In September 1814, Key, along with a negotiator boarded a British ship to negotiate the doctor’s release. Once on the ship, Key and the negotiator were held during the battle.
After the British bombardment the fort during the night, Key saw the American flag, not the British Union Jack, flying over the fort the next morning by the dawn’s early light. The flag measured 30 x 42 feet.
National Star-Spangled Banner Centennial, Baltimore, Maryland. Public Domain, Link
The historic event inspired him to write “The Star-Spangled Banner” while still on the ship. The initial verse was scribbled by Key on the back of a letter. Once back in Baltimore, he added more verses. By the middle of October 1814, the song had been published in nearly 20 newspapers on the East Coast of the United States.
By Francis Scott Key – Frank A. O’Connell; Wilbur F. Coyle (1914). Public Domain, Link
On March 3, 1931, “The Star Spangled Banner” became the national anthem when President Herbert Hoover signed a congressional resolution.
The flag that inspired Key is worn and fragile but still survives. It is displayed in its own gallery at the National Museum of American History in Washington, D.C.
Smithsonian Institution Archives., Public Domain, Link
Here is the complete version of the song showing spelling and punctuation from Francis Scott Key’s manuscript in the Maryland Historical Society collection:
O say can you see, by the dawn’s early light,
What so proudly we hail’d at the twilight’s last gleaming,
Whose broad stripes and bright stars through the perilous fight
O’er the ramparts we watch’d were so gallantly streaming?

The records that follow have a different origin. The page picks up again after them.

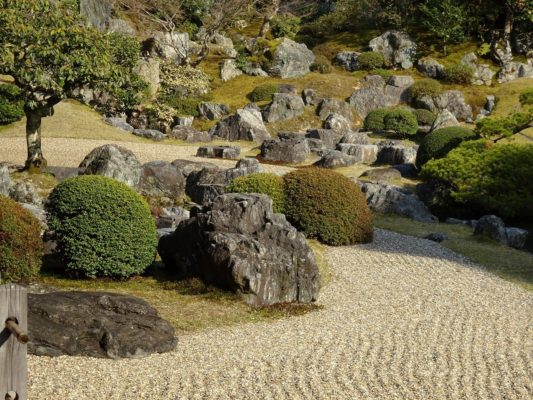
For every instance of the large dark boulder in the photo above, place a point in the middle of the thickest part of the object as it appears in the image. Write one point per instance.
(239, 244)
(96, 324)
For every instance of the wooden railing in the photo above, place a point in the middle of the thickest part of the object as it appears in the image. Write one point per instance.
(13, 339)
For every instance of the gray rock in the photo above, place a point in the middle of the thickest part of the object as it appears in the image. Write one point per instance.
(25, 192)
(393, 153)
(444, 119)
(226, 152)
(382, 174)
(310, 97)
(336, 159)
(397, 48)
(389, 199)
(284, 106)
(189, 134)
(436, 237)
(516, 237)
(161, 179)
(334, 106)
(245, 124)
(119, 123)
(93, 324)
(5, 180)
(338, 123)
(492, 227)
(212, 111)
(430, 68)
(329, 137)
(364, 153)
(237, 243)
(348, 60)
(356, 138)
(229, 70)
(151, 134)
(291, 59)
(291, 149)
(114, 162)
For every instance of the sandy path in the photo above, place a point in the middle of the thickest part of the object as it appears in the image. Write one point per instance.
(403, 318)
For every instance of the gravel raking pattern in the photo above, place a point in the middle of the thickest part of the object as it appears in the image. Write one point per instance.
(403, 318)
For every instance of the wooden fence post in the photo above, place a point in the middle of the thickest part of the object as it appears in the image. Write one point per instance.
(13, 338)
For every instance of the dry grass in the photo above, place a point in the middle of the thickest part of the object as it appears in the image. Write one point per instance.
(508, 263)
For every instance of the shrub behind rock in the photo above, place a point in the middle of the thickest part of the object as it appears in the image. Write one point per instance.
(21, 246)
(327, 206)
(440, 142)
(103, 227)
(265, 183)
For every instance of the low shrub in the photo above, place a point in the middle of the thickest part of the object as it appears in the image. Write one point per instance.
(321, 65)
(401, 122)
(327, 206)
(263, 92)
(370, 60)
(494, 178)
(459, 73)
(269, 184)
(425, 87)
(374, 120)
(11, 104)
(440, 142)
(425, 117)
(285, 26)
(526, 97)
(21, 246)
(103, 227)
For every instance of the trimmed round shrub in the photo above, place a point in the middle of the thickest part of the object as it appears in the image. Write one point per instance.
(401, 121)
(370, 60)
(440, 142)
(21, 246)
(374, 120)
(327, 206)
(425, 117)
(526, 97)
(425, 87)
(459, 73)
(269, 184)
(321, 65)
(488, 177)
(103, 227)
(263, 92)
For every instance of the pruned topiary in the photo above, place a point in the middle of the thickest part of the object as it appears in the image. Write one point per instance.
(327, 206)
(440, 142)
(103, 227)
(269, 184)
(21, 246)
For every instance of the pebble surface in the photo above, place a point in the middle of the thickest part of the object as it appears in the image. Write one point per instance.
(403, 318)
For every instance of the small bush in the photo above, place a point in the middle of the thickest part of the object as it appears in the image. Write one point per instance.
(374, 120)
(21, 246)
(401, 121)
(269, 184)
(321, 65)
(425, 117)
(285, 26)
(440, 142)
(327, 206)
(526, 97)
(263, 92)
(370, 60)
(492, 178)
(103, 227)
(425, 87)
(459, 73)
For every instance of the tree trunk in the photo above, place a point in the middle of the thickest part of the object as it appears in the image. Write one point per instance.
(35, 161)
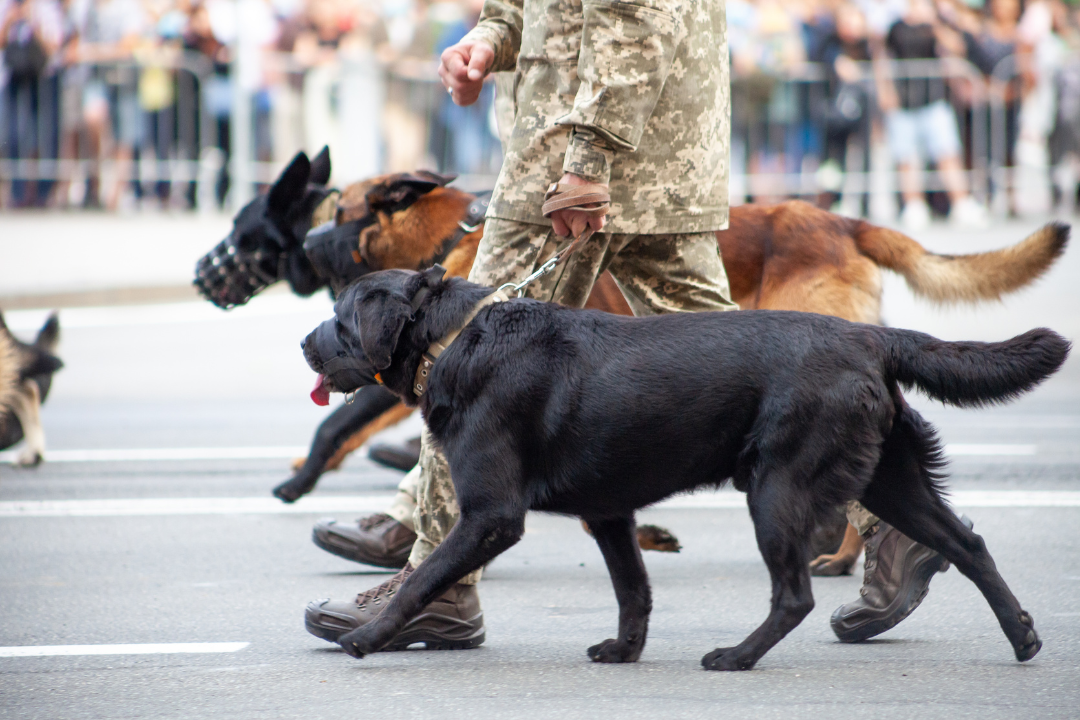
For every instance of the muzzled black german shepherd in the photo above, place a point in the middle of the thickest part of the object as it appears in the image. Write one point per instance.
(800, 411)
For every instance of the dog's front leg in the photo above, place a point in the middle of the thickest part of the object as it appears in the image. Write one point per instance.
(618, 542)
(369, 405)
(475, 540)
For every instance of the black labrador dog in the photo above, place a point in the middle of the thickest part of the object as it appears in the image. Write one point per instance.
(547, 408)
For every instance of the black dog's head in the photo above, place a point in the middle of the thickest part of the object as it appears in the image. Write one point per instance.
(267, 239)
(360, 342)
(35, 362)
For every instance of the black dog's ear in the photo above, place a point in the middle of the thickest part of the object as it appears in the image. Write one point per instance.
(321, 167)
(289, 186)
(380, 318)
(399, 193)
(50, 334)
(443, 180)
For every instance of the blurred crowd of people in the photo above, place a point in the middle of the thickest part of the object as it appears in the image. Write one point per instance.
(117, 81)
(955, 56)
(111, 82)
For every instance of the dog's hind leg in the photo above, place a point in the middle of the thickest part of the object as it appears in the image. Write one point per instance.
(26, 405)
(782, 522)
(618, 542)
(903, 494)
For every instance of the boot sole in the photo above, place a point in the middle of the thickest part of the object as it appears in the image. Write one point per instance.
(890, 621)
(875, 627)
(466, 639)
(392, 564)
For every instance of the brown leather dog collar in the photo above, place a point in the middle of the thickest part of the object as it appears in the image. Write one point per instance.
(439, 347)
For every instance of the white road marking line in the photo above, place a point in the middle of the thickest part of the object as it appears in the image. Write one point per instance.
(154, 649)
(143, 506)
(136, 454)
(171, 313)
(278, 452)
(1002, 449)
(729, 499)
(336, 504)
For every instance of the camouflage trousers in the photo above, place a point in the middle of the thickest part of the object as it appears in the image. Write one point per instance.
(860, 517)
(657, 274)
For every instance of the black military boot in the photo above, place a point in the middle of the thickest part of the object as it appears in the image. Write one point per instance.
(377, 540)
(454, 621)
(895, 579)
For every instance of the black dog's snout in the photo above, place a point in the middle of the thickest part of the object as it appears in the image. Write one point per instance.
(326, 353)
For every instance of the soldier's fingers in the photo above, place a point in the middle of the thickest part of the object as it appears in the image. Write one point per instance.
(455, 64)
(467, 93)
(480, 60)
(578, 223)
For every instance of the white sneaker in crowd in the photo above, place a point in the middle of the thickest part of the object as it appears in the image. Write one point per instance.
(969, 213)
(915, 216)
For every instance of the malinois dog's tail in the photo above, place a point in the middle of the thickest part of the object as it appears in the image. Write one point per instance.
(947, 279)
(973, 374)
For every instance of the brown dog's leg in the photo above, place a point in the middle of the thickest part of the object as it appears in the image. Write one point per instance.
(388, 419)
(651, 538)
(841, 561)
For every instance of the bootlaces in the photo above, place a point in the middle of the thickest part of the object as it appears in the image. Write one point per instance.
(869, 565)
(387, 589)
(373, 521)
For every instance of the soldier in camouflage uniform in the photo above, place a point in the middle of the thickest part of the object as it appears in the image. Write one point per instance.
(634, 96)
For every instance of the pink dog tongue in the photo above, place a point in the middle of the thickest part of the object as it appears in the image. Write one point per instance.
(320, 395)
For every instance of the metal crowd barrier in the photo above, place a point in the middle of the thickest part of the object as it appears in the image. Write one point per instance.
(403, 105)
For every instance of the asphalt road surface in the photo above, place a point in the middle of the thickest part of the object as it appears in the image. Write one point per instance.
(147, 572)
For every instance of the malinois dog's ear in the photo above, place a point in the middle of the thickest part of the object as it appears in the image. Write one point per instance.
(291, 186)
(49, 336)
(433, 275)
(380, 317)
(399, 193)
(321, 167)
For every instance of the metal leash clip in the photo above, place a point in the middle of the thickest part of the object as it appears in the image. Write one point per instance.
(550, 263)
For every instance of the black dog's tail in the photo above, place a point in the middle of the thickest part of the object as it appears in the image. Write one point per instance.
(974, 374)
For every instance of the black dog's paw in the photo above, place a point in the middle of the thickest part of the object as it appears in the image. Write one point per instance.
(726, 659)
(1030, 644)
(288, 492)
(613, 651)
(354, 643)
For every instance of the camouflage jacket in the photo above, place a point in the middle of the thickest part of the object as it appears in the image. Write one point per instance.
(633, 93)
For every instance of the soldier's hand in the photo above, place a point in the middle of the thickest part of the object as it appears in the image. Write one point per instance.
(570, 222)
(462, 68)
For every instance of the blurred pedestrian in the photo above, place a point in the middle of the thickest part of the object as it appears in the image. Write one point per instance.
(920, 123)
(29, 36)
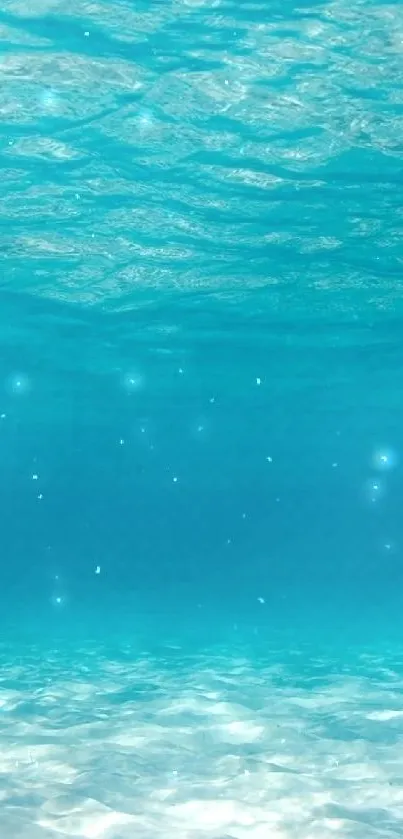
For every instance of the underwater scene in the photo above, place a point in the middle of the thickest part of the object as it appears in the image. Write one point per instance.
(201, 419)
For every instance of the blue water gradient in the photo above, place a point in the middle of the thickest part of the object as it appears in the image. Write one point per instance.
(201, 419)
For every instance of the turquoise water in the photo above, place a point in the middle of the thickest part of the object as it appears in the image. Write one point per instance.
(201, 420)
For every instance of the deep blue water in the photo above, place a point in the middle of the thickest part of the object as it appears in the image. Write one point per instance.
(201, 419)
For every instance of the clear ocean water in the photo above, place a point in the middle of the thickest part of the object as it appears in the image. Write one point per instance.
(201, 335)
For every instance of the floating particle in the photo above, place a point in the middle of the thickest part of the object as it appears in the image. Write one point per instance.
(18, 383)
(384, 459)
(132, 382)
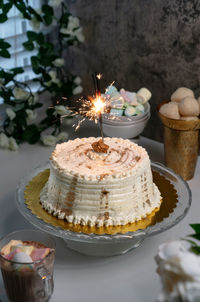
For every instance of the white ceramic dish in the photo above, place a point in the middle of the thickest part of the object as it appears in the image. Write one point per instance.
(130, 130)
(124, 120)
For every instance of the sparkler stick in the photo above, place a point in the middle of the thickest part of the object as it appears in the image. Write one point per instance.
(96, 80)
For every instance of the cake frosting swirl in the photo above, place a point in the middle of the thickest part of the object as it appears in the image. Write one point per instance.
(90, 188)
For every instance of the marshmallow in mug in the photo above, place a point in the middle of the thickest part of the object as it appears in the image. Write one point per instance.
(129, 97)
(181, 93)
(189, 106)
(145, 94)
(170, 110)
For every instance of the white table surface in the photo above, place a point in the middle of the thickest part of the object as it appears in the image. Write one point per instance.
(78, 278)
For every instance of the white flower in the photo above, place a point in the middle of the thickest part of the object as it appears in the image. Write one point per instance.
(49, 140)
(77, 90)
(73, 22)
(77, 80)
(62, 136)
(79, 35)
(68, 121)
(20, 94)
(4, 140)
(31, 115)
(54, 79)
(55, 3)
(13, 146)
(33, 99)
(73, 29)
(179, 270)
(62, 110)
(2, 82)
(35, 24)
(11, 114)
(59, 62)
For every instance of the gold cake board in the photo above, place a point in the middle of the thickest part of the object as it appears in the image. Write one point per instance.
(169, 201)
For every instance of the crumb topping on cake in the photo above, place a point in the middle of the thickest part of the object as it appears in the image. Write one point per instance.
(79, 158)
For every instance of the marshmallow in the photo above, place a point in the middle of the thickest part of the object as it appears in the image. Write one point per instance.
(181, 93)
(111, 90)
(22, 257)
(41, 253)
(145, 94)
(23, 248)
(140, 99)
(116, 101)
(198, 100)
(139, 109)
(170, 110)
(189, 107)
(129, 111)
(117, 112)
(189, 118)
(129, 97)
(7, 248)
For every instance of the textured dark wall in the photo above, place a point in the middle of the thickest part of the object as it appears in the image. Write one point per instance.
(136, 43)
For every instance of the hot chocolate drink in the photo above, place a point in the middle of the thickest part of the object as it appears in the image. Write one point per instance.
(27, 270)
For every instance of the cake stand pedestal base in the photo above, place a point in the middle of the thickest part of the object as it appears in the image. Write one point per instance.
(104, 249)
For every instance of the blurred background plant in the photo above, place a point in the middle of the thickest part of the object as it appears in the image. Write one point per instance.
(48, 66)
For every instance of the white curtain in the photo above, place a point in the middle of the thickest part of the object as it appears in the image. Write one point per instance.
(14, 32)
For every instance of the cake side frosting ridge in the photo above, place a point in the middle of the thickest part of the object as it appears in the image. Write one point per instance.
(92, 188)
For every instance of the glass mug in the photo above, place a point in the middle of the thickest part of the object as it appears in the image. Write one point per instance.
(34, 282)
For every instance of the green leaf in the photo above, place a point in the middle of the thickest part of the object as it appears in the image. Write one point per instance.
(37, 105)
(50, 112)
(65, 18)
(195, 249)
(4, 44)
(47, 10)
(28, 45)
(3, 18)
(35, 64)
(4, 53)
(34, 12)
(31, 134)
(31, 35)
(40, 38)
(196, 227)
(17, 70)
(48, 19)
(196, 236)
(7, 7)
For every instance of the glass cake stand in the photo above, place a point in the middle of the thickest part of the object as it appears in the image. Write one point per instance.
(110, 245)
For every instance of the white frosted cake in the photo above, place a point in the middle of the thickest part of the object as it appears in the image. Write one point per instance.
(113, 187)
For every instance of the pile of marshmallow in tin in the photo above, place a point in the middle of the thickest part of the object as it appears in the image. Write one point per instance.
(182, 106)
(126, 103)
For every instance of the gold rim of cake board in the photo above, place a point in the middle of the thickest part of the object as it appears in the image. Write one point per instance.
(169, 201)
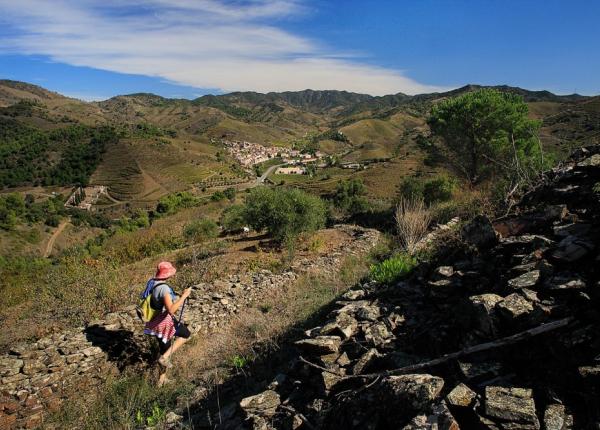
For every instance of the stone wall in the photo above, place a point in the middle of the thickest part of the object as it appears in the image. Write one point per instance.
(36, 377)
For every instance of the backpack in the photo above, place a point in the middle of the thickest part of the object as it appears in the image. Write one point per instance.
(144, 308)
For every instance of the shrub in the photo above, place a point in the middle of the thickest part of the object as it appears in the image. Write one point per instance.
(201, 230)
(233, 218)
(412, 221)
(349, 197)
(393, 268)
(438, 189)
(284, 213)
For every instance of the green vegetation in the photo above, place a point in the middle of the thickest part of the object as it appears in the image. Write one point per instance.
(173, 202)
(28, 155)
(14, 210)
(233, 218)
(199, 231)
(435, 190)
(393, 268)
(487, 134)
(349, 197)
(284, 213)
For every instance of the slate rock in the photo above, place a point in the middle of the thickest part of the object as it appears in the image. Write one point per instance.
(514, 306)
(320, 345)
(554, 417)
(513, 405)
(263, 404)
(365, 361)
(483, 311)
(526, 280)
(479, 232)
(461, 396)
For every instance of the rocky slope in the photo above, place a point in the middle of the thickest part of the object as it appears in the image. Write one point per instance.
(501, 331)
(37, 377)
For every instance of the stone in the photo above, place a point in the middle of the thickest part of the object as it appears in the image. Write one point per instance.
(526, 280)
(344, 326)
(10, 366)
(368, 313)
(443, 288)
(514, 306)
(593, 161)
(461, 396)
(353, 294)
(444, 271)
(554, 417)
(377, 334)
(483, 306)
(479, 371)
(479, 232)
(572, 248)
(263, 404)
(320, 345)
(513, 405)
(574, 229)
(565, 281)
(365, 361)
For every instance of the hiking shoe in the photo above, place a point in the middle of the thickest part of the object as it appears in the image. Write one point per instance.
(165, 362)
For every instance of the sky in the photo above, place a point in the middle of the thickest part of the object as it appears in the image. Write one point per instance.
(96, 49)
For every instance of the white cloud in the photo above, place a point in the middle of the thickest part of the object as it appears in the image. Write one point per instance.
(204, 43)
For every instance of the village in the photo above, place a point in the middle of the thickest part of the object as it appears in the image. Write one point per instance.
(249, 154)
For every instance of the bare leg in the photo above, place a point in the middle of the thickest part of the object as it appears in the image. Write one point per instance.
(174, 347)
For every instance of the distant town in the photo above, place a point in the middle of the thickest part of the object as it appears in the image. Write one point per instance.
(249, 154)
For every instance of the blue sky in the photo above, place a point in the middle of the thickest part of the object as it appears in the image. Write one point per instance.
(94, 49)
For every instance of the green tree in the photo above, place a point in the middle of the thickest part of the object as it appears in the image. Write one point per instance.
(201, 230)
(486, 133)
(233, 218)
(284, 213)
(350, 197)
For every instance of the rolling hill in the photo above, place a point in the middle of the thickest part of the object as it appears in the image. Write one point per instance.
(168, 145)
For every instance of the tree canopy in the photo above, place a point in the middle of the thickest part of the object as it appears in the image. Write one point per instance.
(487, 132)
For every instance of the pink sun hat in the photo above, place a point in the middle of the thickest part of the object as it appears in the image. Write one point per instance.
(164, 270)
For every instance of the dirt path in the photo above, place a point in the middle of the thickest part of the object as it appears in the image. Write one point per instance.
(53, 238)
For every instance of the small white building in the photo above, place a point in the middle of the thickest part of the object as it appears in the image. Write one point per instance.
(296, 170)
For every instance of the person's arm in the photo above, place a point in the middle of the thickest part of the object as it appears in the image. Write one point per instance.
(171, 306)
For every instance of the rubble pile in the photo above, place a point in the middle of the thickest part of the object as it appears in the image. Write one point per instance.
(37, 377)
(502, 331)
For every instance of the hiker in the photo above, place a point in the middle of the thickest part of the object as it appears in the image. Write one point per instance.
(164, 325)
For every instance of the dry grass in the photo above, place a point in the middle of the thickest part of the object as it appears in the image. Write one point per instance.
(412, 222)
(261, 328)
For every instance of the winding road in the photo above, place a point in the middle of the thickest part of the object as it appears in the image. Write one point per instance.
(53, 238)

And the rocket’s red glare, the bomb bursting in air,
Gave proof through the night that our flag was still there,
O say does that star-spangled banner yet wave
O’er the land of the free and the home of the brave?
On the shore dimly seen through the mists of the deep
Where the foe’s haughty host in dread silence reposes,
What is that which the breeze, o’er the towering steep,
As it fitfully blows, half conceals, half discloses?
Now it catches the gleam of the morning’s first beam,
In full glory reflected now shines in the stream,
‘Tis the star-spangled banner – O long may it wave
O’er the land of the free and the home of the brave!
And where is that band who so vauntingly swore,
That the havoc of war and the battle’s confusion
A home and a Country should leave us no more?
Their blood has wash’d out their foul footstep’s pollution.
No refuge could save the hireling and slave
From the terror of flight or the gloom of the grave,
And the star-spangled banner in triumph doth wave
O’er the land of the free and the home of the brave.
O thus be it ever when freemen shall stand
Between their lov’d home and the war’s desolation!
Blest with vict’ry and peace may the heav’n rescued land
Praise the power that hath made and preserv’d us a nation!
Then conquer we must, when our cause it is just,
And this be our motto – “In God is our trust,”
And the star-spangled banner in triumph shall wave
O’er the land of the free and the home of the brave.